My little place of prayer
We had a Thanksgiving dinner yesterday.
The one we would have had if I had not worked and she had not been gone. It was perfect, just the favorites, turkey, stuffing, dumplings and cranberries, not even anything green, which is almost impossible for me to do. We played Christmas music and sang in the kitchen while we were cooking and it was a good afternoon. There was only one mishap when we left for a few minutes, but it turned out okay. The timer went off earlier than we thought and it was buzzing when we came in the door and instead of turning the oven to off, Joyce had turned it to broil.
The foil “tent” saved us. And it hadn’t been on very long, luckily.
Elaine made Joyce’s plate first and got her seated, which is extremely necessary otherwise her Mom will stand in the middle of the kitchen not knowing how or where to start.
It was hovering in the air……the prayer I felt.
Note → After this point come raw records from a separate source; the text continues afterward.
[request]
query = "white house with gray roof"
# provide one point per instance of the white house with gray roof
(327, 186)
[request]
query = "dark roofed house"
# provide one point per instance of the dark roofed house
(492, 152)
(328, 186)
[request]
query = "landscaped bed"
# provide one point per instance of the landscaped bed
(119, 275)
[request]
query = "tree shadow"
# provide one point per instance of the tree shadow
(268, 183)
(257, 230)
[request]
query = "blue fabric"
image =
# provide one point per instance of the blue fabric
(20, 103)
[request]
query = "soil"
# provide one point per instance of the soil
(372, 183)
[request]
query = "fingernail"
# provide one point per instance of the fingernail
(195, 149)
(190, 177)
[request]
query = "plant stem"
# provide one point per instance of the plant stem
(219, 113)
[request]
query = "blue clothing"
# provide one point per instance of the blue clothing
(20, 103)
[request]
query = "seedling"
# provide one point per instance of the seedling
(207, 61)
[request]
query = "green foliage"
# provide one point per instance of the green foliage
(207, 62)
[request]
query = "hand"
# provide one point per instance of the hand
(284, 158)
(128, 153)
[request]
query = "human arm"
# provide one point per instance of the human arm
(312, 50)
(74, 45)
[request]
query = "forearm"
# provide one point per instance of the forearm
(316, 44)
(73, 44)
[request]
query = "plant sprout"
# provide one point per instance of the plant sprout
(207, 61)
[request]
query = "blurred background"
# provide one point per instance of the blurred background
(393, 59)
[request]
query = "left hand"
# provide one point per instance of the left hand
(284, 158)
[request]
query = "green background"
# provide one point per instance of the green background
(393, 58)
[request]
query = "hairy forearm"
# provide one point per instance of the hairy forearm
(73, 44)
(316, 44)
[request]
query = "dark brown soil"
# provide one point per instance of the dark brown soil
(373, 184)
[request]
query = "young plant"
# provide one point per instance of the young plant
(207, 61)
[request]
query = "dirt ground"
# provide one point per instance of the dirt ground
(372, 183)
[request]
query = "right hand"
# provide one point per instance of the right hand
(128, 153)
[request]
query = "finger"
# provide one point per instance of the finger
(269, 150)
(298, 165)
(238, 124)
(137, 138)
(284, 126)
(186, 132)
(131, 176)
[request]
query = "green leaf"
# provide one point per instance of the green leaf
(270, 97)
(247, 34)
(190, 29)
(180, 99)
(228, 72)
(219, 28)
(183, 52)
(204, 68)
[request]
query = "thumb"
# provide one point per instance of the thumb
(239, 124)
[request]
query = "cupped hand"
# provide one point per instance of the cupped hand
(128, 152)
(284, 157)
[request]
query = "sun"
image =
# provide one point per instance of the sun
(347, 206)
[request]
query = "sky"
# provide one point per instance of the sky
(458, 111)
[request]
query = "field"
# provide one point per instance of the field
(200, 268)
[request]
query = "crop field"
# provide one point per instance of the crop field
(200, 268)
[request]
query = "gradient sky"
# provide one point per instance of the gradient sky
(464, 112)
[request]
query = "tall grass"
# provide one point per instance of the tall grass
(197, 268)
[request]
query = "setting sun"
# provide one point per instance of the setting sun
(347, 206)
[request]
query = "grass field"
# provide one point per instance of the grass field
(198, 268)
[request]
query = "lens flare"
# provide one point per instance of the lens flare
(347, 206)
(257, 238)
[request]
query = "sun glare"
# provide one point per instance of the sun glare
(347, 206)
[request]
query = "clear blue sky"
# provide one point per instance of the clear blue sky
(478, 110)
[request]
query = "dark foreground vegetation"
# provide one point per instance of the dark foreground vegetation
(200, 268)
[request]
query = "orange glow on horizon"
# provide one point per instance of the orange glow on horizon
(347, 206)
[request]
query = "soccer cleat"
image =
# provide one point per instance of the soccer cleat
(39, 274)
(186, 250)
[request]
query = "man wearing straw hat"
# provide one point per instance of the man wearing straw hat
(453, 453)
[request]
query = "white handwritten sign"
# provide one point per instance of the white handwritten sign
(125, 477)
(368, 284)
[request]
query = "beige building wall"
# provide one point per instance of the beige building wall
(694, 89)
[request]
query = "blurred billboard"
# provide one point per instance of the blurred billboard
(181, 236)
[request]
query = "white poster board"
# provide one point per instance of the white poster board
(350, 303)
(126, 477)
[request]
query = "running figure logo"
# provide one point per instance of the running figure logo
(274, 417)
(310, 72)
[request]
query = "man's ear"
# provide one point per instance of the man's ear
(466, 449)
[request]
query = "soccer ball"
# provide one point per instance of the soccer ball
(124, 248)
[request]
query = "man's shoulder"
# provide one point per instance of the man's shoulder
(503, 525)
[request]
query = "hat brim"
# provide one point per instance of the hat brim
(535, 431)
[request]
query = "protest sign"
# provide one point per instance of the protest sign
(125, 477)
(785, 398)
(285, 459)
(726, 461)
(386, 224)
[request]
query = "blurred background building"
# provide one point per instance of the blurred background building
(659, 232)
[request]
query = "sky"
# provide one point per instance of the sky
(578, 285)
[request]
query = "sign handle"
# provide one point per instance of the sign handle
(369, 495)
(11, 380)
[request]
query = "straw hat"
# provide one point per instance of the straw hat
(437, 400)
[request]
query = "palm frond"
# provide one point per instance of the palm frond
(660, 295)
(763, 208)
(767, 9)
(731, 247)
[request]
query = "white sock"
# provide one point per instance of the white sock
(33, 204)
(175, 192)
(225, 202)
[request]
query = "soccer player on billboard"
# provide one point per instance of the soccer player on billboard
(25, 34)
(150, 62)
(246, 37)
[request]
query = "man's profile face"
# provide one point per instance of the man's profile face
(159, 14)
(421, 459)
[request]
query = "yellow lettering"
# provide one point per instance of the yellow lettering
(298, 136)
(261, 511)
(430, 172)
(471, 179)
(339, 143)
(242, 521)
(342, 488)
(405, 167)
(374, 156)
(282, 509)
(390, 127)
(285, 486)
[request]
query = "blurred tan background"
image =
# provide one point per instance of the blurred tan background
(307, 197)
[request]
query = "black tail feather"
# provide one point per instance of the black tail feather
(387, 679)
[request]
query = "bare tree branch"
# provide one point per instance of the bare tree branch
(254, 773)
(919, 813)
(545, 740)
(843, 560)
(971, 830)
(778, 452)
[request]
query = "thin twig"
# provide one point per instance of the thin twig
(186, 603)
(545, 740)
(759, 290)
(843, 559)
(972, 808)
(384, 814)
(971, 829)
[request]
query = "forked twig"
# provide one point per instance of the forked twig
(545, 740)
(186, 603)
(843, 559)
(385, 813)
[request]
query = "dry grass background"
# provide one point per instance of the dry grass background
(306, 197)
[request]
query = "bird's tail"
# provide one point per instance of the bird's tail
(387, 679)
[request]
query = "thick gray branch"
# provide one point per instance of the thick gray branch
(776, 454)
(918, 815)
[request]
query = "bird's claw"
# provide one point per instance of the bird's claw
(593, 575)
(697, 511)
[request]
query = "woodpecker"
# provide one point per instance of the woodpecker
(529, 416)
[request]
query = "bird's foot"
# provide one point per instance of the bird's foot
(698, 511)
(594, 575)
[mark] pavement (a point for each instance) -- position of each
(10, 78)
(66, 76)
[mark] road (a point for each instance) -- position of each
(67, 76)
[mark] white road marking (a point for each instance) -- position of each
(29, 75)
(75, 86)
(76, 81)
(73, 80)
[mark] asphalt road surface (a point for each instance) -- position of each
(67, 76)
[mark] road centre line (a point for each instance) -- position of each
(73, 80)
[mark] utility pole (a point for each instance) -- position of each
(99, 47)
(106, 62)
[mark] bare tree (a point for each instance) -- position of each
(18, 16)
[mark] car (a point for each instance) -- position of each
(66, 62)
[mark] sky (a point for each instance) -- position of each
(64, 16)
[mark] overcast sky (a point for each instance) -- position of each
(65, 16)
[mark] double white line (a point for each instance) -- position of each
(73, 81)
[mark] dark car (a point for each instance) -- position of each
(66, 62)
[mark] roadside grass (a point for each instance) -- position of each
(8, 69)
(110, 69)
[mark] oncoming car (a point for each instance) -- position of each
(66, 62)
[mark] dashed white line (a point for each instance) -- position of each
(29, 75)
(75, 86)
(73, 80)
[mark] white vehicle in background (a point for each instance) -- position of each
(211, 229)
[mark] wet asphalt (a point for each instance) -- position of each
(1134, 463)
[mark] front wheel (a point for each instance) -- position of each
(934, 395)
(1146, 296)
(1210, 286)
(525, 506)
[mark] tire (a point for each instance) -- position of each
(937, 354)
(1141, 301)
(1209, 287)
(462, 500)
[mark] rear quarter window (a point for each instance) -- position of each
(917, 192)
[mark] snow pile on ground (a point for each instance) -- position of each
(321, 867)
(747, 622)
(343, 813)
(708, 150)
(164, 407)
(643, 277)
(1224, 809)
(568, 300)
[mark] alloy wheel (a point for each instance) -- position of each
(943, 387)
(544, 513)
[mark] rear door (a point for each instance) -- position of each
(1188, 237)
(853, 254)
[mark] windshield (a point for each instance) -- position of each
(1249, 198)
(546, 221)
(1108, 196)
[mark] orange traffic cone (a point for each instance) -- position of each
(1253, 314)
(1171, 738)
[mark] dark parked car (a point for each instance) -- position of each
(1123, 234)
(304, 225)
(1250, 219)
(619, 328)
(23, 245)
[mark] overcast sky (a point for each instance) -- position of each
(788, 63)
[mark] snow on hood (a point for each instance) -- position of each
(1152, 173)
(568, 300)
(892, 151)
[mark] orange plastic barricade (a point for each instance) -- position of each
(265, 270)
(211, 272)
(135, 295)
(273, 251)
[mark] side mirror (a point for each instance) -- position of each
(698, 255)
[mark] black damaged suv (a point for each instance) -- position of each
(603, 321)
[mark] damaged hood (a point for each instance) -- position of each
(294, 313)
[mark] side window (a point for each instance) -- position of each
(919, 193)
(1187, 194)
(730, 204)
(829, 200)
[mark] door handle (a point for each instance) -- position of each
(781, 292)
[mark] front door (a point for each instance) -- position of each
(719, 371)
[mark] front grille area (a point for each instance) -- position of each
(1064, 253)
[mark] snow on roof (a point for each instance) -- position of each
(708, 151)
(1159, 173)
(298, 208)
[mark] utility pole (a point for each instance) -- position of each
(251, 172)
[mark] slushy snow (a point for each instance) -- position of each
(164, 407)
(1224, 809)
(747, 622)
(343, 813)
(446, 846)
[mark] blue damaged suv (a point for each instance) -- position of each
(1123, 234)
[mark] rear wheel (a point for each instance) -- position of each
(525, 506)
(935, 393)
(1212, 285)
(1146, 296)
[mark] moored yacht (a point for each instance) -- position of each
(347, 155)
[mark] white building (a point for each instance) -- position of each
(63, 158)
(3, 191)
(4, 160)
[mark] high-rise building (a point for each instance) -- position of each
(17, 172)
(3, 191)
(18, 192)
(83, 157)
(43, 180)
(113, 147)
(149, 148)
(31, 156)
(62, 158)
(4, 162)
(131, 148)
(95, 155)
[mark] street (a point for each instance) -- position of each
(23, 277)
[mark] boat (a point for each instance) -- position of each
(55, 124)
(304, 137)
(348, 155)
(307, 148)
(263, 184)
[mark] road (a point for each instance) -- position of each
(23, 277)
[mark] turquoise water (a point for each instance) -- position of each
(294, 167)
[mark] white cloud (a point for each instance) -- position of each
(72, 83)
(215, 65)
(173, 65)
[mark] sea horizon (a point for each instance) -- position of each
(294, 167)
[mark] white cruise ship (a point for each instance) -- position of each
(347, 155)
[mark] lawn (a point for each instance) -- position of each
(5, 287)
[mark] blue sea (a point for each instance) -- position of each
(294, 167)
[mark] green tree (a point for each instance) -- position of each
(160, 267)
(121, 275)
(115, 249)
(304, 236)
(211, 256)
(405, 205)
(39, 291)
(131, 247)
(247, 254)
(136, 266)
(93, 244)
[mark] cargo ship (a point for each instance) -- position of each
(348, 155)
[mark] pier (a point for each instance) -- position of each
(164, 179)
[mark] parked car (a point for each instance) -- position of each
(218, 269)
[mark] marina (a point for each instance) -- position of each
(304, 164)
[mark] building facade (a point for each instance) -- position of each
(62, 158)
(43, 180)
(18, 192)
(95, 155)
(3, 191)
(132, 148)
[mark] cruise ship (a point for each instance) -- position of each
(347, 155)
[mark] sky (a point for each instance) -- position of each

You can’t very well have Thanksgiving without a prayer. So I snagged her as she fixed her plate and made her a party to my “on the fly” prayer. She bowed her head as I prayed, what else could she do? I said, “That’s okay, right? I wanted to avoid…….” Of course, she knew what I was trying to avoid. The prayer at the table.
Because to be honest right now? Praying at the table is hard because I have all these conflicting emotions. To be honest I want to gulp my glass of wine and start eating. Mealtimes have been stressful, not relaxing.
She looked up after my hasty Amen. She knew I was looking for justification. She said, “Do what you can live with in your heart.” And the words dropped like warm rain of grace onto my heart because she said them with such love. “Yes, it would be easier not to, and my Mom really doesn’t care one way or the other, but it’s for Him.”
And those words of conviction hit their mark like fiery darts. She and the Holy Spirit were working as a team and it really wasn’t fair. But she was right, and there was power behind her words; it’s how she has lived these very hard two years, really the whole of her life.
Because though her parents have never treated her right, she has been Jesus to them, again and again.
We got seated, and with a freshly washed cleansed and convicted heart, I said a prayer. And I felt it.
As I prayed this morning in my “Prayer Shed” I thanked God for friends who love enough to convict me and turn me around. Who don’t cut me any slack. And I know she is thankful for me for the exact same reasons.
Thanking the Lord for His endless patience with me today.